On Sunday afternoon, filmmaker Tony Scott parked his car, climbed a fence and jumped to his death because he had brain cancer. At least that’s the version of the story reported by ABC News — the same media outlet that allegedly covered up George Zimmerman’s head wounds and claimed Aurora, Colo., shooting suspect James Holmes was a member of the Tea Party.
ABC News claimed that the report of Scott’s brain cancer came from “a source close to him.” But the story took the family by surprise. It turns out those closest to Scott knew nothing about his having brain cancer. ABC News then put out another story with the headline “Tony Scott Brain Cancer Report Appears in Doubt.”
Apart from the fabricated detail of brain cancer, it’s questionable that a 68-year-old would be able to calmly climb an 18-foot fence, which is what reports claim Scott did before his 185-foot free fall.
The death of the movie man seems too much like something out of a movie: A successful and healthy filmmaker gets news of a fatal illness, leaves a suicide note and leaps to his death before his latest project is released.
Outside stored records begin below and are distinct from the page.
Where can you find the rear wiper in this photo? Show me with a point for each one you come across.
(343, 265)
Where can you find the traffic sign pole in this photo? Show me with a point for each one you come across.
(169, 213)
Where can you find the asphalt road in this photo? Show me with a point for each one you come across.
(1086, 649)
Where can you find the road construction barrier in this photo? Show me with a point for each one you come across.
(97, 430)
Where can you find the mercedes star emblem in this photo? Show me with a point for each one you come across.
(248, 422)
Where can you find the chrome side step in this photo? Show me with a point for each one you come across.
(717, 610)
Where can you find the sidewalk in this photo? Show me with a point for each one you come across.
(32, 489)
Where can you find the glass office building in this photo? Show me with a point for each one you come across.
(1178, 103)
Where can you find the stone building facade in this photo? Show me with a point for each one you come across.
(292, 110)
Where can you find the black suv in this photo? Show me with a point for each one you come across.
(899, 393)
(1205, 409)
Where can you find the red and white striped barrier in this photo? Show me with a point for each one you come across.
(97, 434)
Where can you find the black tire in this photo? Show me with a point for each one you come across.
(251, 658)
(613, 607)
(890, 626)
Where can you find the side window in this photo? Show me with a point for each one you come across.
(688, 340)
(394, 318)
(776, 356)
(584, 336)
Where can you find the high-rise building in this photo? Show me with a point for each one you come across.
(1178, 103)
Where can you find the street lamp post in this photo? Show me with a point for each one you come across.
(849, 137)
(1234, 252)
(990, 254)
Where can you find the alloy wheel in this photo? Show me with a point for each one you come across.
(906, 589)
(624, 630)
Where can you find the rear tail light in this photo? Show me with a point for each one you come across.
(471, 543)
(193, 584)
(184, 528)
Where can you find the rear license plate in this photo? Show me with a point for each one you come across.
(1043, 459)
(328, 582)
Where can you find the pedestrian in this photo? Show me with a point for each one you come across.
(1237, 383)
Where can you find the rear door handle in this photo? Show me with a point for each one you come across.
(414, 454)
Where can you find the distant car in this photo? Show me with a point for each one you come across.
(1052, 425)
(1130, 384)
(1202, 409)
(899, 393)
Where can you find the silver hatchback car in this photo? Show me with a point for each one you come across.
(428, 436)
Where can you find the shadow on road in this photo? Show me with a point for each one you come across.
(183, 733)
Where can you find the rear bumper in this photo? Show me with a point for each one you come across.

It sounds like an orchestrated tale. Perhaps it is.
Did Scott know something that led to his untimely peril? Maybe a self-inflicted exit was better than whatever the alternative may have been. That is, if he jumped at all. A corpse dumped in a body of water isn’t that uncommon.
Scott and his brother Ridley Scott have a miniseries on A&E, “Coma,” that will air on Labor Day. The show is about a conspiracy at a medical facility. It exposes a hospital that intentionally performs botched surgeries on patients. “Coma” is supposedly based on the novel of the same title by Robin Cook. But we all know that many “fictional” books and movies are based on real events. Interestingly, the miniseries contains allusions to Atlanta, the home of the Centers for Disease Control and Prevention. Could it be that “Coma” is based on a true story that someone wants to keep hidden?
Besides “Coma,” a Tony Scott documentary is set to air next year on the National Geographic Channel, “Killing Lincoln.” Supposedly, the film lends credence to conspiracy theories surrounding the death of the former President.
Maybe the pressure on Scott wasn’t because of a project already set to air, but something in the files. At the time of Scott’s alleged suicide, he was working on a few other projects — the most notable of which being the sequel to “Top Gun,” the 1986 blockbuster. The sequel was going to be based on the use of drones in modern combat. Scott spent the last few days of his life at a naval air station in Fallon, Nev., doing research for the film. In 2009, there were reports of UFOs at the station. Did Scott discover something while at Fallon?
If “Coma,” “Killing Lincoln” or “Top Gun 2” isn’t to blame for Scott’s death, perhaps the answer can be found somewhere behind the making of “Obama’s America 2016,” a recently released film that seeks to explain Obama’s past and his plans for the future. Scott has a connection to the movie through Gerald R. Molen, the producer of the film. Molen, Scott and Tom Cruise have a cinematic triangle of sorts. Molen, Scott and Cruise worked together on the 1990 film “Days of Thunder.” Molen worked with Cruise on the set of “Rain Man” and “Minority Report.” Scott and Cruise worked alongside each other in “Top Gun” and were spending time together shortly before Scott’s death.
Even though I can’t say for sure what took place on Sunday, I’m fairly certain of what will happen in coming weeks. First, an autopsy will be released and the alleged suicide will be blamed on drug use or an unknown medical problem (the family already refuted the claim that he had “inoperable brain cancer,” so his behavior will be described in other terms). Second, all of the videos that were supposedly taken of Scott’s leap will never be viewed (because they don’t exist). Third, more witnesses will come forward to say they saw Scott jump off the bridge (in an attempt to make the story more credible).
Perhaps we will never know the truth, but ABC News’ mishandling of the story serves to teach a valuable lesson. Jumping to the conclusion that the media are telling you the truth is a deadly mistake.
Updated to reflect correction in first paragraph.